# [SOLVED] Death to spies on windows 7



## jtrlp (Feb 2, 2010)

I recently upgraded my system to windows 7. However, when i reinstalled I got the notification that the Tages SA driver causes instability to the system and thus has been disabled. Is there a patch for win7 compability or is there a way round this? It worked fine on Vista ( quelle surprise


----------



## Redeye3323 (Sep 20, 2009)

*Re: Death to spies on windows 7*

Welcome to TSF :wave:

Do you need Tages SA to access games as I did a bit of research into your problem and found it was a CD authenticity checker but I wasn't sure if your game would run without it or not...


----------



## Redeye3323 (Sep 20, 2009)

*Re: Death to spies on windows 7*

Sorry to double post but after some extensive research I'm afraid you cannot run these games on Windows 7.

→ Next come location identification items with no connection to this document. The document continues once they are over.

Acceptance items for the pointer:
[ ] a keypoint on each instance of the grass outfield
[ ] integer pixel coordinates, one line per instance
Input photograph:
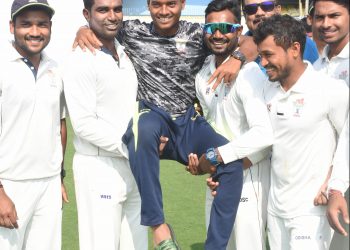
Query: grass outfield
(184, 197)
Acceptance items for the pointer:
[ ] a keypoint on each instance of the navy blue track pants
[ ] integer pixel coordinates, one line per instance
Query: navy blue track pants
(188, 133)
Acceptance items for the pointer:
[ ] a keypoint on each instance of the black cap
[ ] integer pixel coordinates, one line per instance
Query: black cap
(20, 5)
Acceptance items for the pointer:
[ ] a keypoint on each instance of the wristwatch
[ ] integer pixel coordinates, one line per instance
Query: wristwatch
(63, 173)
(239, 56)
(212, 156)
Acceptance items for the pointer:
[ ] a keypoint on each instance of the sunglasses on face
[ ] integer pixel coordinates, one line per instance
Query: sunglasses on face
(251, 9)
(224, 28)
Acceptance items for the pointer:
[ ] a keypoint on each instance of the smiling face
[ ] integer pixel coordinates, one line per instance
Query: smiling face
(332, 22)
(221, 44)
(105, 18)
(253, 19)
(166, 15)
(32, 32)
(277, 61)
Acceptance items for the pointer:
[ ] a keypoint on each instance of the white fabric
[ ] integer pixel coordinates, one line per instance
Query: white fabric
(305, 120)
(101, 96)
(340, 175)
(239, 113)
(336, 67)
(108, 204)
(302, 232)
(30, 113)
(100, 99)
(38, 205)
(236, 111)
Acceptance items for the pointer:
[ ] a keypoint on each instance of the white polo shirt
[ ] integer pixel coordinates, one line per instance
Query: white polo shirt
(305, 120)
(101, 98)
(237, 111)
(337, 66)
(30, 113)
(340, 174)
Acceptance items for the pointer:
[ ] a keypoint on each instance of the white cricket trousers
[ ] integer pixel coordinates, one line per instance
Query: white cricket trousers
(108, 204)
(299, 233)
(39, 209)
(249, 229)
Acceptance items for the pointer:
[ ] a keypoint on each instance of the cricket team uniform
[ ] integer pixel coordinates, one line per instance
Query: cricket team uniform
(340, 173)
(101, 96)
(239, 113)
(31, 109)
(338, 67)
(305, 120)
(166, 69)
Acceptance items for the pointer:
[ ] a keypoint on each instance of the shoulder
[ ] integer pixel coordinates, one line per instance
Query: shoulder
(135, 24)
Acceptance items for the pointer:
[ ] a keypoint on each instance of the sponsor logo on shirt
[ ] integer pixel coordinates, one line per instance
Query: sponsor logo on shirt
(343, 75)
(181, 45)
(303, 237)
(106, 197)
(298, 105)
(269, 107)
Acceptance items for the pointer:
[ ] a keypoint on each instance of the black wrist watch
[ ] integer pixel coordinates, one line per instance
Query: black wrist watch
(212, 156)
(239, 56)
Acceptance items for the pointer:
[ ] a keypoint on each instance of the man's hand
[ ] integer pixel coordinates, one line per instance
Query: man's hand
(87, 38)
(8, 213)
(201, 166)
(163, 141)
(64, 193)
(212, 185)
(321, 197)
(247, 163)
(337, 205)
(226, 72)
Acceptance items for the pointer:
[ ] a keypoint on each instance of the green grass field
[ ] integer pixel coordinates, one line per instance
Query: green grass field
(184, 197)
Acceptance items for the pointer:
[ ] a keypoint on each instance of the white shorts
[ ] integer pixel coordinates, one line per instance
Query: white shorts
(108, 204)
(249, 230)
(39, 209)
(304, 232)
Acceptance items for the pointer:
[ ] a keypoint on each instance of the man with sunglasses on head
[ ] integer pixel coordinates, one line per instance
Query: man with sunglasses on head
(167, 54)
(256, 11)
(238, 112)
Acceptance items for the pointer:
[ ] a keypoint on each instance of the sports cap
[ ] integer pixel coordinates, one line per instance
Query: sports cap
(20, 5)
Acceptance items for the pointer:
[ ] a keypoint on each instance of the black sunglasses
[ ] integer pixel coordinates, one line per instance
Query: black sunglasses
(251, 9)
(224, 28)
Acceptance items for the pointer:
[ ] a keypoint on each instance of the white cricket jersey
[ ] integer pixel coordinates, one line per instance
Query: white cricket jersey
(237, 111)
(31, 109)
(101, 98)
(340, 174)
(305, 121)
(337, 67)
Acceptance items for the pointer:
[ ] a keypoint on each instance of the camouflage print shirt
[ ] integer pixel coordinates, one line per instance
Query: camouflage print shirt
(166, 66)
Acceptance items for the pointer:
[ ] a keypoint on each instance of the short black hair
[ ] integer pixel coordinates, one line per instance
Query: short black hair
(88, 4)
(276, 3)
(344, 3)
(220, 5)
(33, 8)
(285, 29)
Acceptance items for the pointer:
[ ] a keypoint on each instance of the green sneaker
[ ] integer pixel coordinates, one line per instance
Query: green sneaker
(167, 245)
(170, 244)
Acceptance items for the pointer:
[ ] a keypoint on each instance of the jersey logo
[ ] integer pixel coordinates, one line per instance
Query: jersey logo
(269, 107)
(343, 75)
(181, 45)
(298, 106)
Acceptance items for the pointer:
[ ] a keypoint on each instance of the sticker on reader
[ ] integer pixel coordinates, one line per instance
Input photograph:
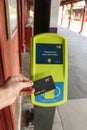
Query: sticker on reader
(43, 85)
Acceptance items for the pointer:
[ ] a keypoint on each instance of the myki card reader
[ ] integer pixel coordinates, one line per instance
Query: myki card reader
(48, 57)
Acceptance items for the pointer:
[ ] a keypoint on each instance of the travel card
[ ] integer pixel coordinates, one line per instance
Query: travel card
(43, 85)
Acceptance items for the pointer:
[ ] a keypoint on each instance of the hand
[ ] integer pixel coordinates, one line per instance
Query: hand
(13, 87)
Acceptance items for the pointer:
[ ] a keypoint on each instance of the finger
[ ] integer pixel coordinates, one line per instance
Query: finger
(20, 77)
(27, 92)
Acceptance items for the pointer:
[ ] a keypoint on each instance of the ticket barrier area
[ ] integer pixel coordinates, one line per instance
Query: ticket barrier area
(49, 56)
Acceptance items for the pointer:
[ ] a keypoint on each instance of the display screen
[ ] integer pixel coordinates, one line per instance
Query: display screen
(49, 53)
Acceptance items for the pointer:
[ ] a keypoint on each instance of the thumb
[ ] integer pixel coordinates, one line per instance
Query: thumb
(25, 85)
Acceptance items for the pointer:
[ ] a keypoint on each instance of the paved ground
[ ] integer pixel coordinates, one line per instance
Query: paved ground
(72, 115)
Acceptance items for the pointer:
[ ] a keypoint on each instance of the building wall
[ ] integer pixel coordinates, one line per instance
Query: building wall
(9, 47)
(54, 15)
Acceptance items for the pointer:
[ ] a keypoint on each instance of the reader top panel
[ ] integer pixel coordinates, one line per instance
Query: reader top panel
(49, 53)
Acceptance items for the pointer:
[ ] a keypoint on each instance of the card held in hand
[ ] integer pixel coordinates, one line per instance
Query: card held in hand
(44, 85)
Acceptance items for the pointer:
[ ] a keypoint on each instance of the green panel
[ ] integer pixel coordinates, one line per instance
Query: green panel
(59, 72)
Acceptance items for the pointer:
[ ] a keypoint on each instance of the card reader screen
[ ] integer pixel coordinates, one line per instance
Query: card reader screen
(49, 53)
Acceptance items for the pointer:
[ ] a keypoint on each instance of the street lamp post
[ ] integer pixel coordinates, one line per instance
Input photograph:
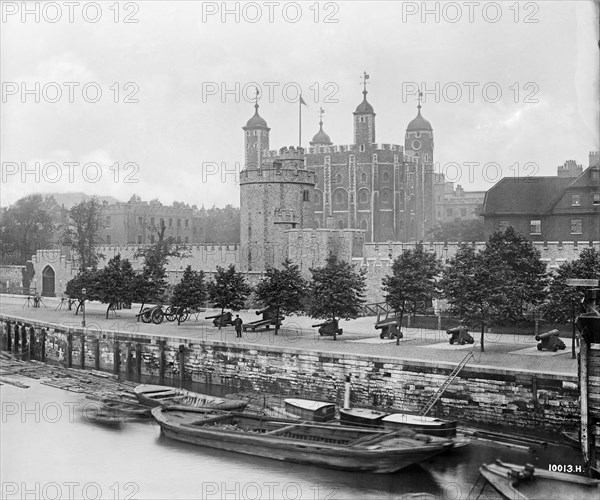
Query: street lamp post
(83, 290)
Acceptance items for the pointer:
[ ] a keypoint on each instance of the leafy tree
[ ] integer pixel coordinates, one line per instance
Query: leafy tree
(336, 291)
(229, 289)
(222, 225)
(152, 283)
(474, 284)
(412, 280)
(525, 274)
(458, 230)
(283, 289)
(116, 283)
(191, 291)
(85, 278)
(82, 232)
(563, 302)
(26, 226)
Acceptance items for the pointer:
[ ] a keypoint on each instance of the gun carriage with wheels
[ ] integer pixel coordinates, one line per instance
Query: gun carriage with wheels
(153, 314)
(225, 319)
(329, 327)
(550, 340)
(180, 314)
(460, 335)
(270, 317)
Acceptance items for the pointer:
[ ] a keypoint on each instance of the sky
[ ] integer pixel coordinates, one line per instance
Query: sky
(150, 97)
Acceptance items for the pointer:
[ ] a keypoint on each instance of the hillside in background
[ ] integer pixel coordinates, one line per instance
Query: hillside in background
(70, 199)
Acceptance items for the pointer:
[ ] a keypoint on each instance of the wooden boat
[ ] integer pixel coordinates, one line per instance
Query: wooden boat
(362, 416)
(160, 395)
(328, 445)
(572, 439)
(104, 417)
(126, 408)
(310, 410)
(426, 425)
(517, 482)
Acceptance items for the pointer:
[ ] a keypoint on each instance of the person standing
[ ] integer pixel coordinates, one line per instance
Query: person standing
(237, 323)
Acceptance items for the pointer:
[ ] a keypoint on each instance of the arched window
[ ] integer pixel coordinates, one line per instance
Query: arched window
(318, 199)
(386, 196)
(363, 197)
(340, 199)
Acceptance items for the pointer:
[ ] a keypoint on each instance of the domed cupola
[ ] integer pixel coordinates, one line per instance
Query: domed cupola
(321, 138)
(418, 122)
(256, 134)
(364, 107)
(418, 140)
(257, 121)
(364, 121)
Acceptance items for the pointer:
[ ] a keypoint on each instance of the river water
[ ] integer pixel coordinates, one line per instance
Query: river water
(50, 450)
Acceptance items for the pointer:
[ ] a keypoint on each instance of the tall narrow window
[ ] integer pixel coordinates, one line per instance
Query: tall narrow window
(535, 226)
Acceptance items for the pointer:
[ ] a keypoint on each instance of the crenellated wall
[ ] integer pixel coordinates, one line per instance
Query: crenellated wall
(481, 395)
(307, 247)
(11, 279)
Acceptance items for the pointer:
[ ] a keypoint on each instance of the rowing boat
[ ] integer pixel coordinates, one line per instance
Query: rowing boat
(321, 444)
(517, 482)
(160, 395)
(427, 425)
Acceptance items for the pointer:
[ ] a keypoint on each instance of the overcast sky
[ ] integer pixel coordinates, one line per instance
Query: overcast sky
(175, 63)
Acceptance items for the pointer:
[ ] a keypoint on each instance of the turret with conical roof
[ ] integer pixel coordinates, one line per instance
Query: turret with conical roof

The only way you can play these games is if you have two hard drive and a dual booter (Set to XP or Vista - which one you choose to install).

You may wonder why i said you will need more then 1 Hard Drive instead of Partitions, this is to do with the OSes wanting the C:\ drive but they cannot both have it and this causes a problem with the dual boot...


----------



## -WOLF- (Jan 17, 2009)

*Re: Death to spies on windows 7*

You can install OSes on a different drive than C:\ as my Windows is installed on F:\
It all depends on which hard drive is your Master and which is your Slave.


----------



## Redeye3323 (Sep 20, 2009)

*Re: Death to spies on windows 7*

I've just been told by someone (wrench97) that a newer driver is out so I thought I would post the link. Should fix you problem, ignore my above posts...

http://www.tagesprotection.com/main.htm?page=minimum.htm

Download the driver and it will replace the other one


----------



## jtrlp (Feb 2, 2010)

*Re: Death to spies on windows 7*

Great - it works - thx guys


----------



## Redeye3323 (Sep 20, 2009)

*Re: Death to spies on windows 7*



jtrlp said:


> Great - it works - thx guys


Good to hear 

You can mark the thread as Solved in the Thread Tools menu :wave:


----------



## mrcoinman (Jan 22, 2013)

the tagesprotection link 
only gives me a forbidden access page (403).

is there another location where I can find the updated driver?


----------